Алексей Баталов. Судьба и ремесло. М., “Вагриус”, 2005, 251 стр. (“Мой 20 век”).
Эта книга неоднократно издавалась, дополнялась и дописывалась, напомню себе, не только одним из немногих великих русских актеров, современниками которого нам выпала честь быть здесь и сейчас. Это записки чудесного режиссера, писателя, сказочника и даже — мыслителя, если под этим словом понимать непрекращающееся благодарное оглядывание на составивших твою судьбу и покрывших тебя заботливым покровом учительства и любви. И она же — “не что иное, как собрание мгновений, выхваченных из одной актерской жизни. Яркие, сразу ослепляющие или постепенно разгорающиеся в памяти, они, точно фонари, освещают определенные участки дороги…”
Для меня таким участком — на сей раз — оказалась глава “Язык пространства” — об актерском бытии в инсценировке, о радио (где “все зримое отсутствует, проверяется подлинность и глубина таланта актера”), о ширме звука. Может, еще и потому, что на днях я в сто первый раз поставил для пятилетнего сына видеокассету с “Ежиком в тумане” и, конечно, не смог уйти к своим делам — от волшебных линий и героев Норштейна, от волшебного голоса А. Б.

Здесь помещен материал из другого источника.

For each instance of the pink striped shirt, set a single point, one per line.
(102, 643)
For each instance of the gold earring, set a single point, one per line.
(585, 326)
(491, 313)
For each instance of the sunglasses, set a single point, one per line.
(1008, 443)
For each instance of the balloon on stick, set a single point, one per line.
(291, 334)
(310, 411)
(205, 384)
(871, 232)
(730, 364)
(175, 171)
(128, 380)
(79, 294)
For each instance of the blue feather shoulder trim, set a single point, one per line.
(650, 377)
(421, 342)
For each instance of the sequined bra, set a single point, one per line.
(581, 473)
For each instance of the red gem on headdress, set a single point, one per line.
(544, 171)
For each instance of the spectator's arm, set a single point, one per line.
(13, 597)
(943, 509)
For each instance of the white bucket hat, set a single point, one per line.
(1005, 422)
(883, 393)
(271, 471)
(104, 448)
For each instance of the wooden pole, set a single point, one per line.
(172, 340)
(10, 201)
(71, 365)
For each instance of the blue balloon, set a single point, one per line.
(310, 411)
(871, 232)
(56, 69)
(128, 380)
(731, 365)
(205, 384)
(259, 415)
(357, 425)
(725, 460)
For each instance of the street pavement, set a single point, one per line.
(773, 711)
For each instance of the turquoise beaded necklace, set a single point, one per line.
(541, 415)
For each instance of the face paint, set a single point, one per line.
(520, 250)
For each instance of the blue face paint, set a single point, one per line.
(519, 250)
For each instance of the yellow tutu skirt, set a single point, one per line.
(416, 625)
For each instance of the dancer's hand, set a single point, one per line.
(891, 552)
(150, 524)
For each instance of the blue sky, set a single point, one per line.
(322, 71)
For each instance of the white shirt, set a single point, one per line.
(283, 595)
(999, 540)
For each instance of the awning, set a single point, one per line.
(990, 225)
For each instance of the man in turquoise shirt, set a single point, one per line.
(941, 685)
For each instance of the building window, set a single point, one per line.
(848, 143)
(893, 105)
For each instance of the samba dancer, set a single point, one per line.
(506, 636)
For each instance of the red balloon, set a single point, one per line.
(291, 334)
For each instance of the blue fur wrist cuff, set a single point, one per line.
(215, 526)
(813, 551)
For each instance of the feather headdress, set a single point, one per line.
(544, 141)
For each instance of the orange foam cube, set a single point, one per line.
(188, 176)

Среди дорогих теней в “Судьбе и ремесле” — мама, Ахматова, Урусевский, Хейфиц, Прокофьев и Паустовский; отдельной светлой тенью и отдельной историей стоит фигура Марселя Марсо, рассказ о котором называется “О том, чего нельзя сказать словами”. Они уже начинали работать вместе над гоголевской темой: переписывались, встречались, загорались… И от нашего советского охранительного скотства все рухнуло. Осталась фотография над столиком. На ней Марсо стоит у афиши своего вечера, на которой написано “Шинель”. “Итак, круг замкнулся”.
Я не понимаю, почему не показывают сегодня гениальную (это и ребенку понятно) режиссерскую работу Баталова с Роланом Быковым в роли Башмачкина, не понимаю.
И — собственное воспоминание. Лет десять тому назад я брал у Баталова интервью для журнала “Домовой”. Мы встречались во ВГИКе, где он преподает много лет, заходили на минутку к нему домой, долго сидели на скамейке у Никитского бульвара. Алексей Владимирович, помню, рассказывал о своей маме, Нине Антоновне Ольшевской, ее театральной игре и обмороках на сцене в голодные военные годы. Потом я спросил об Ахматовой. Он начал говорить, подбирая слова. Пленка диктофона безостановочно крутилась и зафиксировала неожиданный “блоу-ап” — автомобильную аварию метрах в двухстах от нашей скамейки: удар металла, звон разбитых стекол, восклицания прохожих. Запись сохранилась. До последнего звука.
“… — Тут, опять-таки, очень такая какая-то… показушная история получается, потому что… Ну вот, вообрази: из-за войны… Я до сих пор — иногда, — когда вспоминаю маму и все…
Евгений Блажеевский. Монолог. Стихотворения. М., Союз российских писателей, 2005, 248 стр.
Мне нравится изящное вступительное эссе Кублановского (“Брутальный романс Евгения Блажеевского”), и жаль, что не включены редкие в наше время по интонации и глубине проникновения в мысль-поэтику друга статьи Игоря Меламеда и Ефима Бершина. Им бы тут самое место для завершения портрета стихотворца ушедшего века: печального и мудрого рыцаря, каким я его, во всяком случае, и запомнил.
Однажды мне захотелось скачать из Сети его знаменитое “По дороге в Загорск” в исполнении Жанны Бичевской (романс сложен из магистрала венка сонетов “Осенняя дорога”). Оказалось, что песня входит в двадцатку лучших русских романсов века, что ее пели десятки людей, среди которых и Валерий Агафонов, и Иосиф Кобзон. Так вот и пели, что “с рожденьем ребенка теряется право на выбор, / И душе тяжело состоять при раскладе таком…”. Какой-то горе-коллекционер своего собственного гитарно-песенного исполнения поставил рядом с mp3-шным “Загорском” — “слова народные”…
(Не так ли вышло и с Александром Величанским, широко известным одним-единственным стихотворением “Под музыку Вивальди…”, проникновенно исполняемым Никитиными?)
А за незащищенной брутальностью его интонаций мне часто видится душа ребенка, в которой есть и Гек Финн, и толстовские, и даже чеховские мальчики.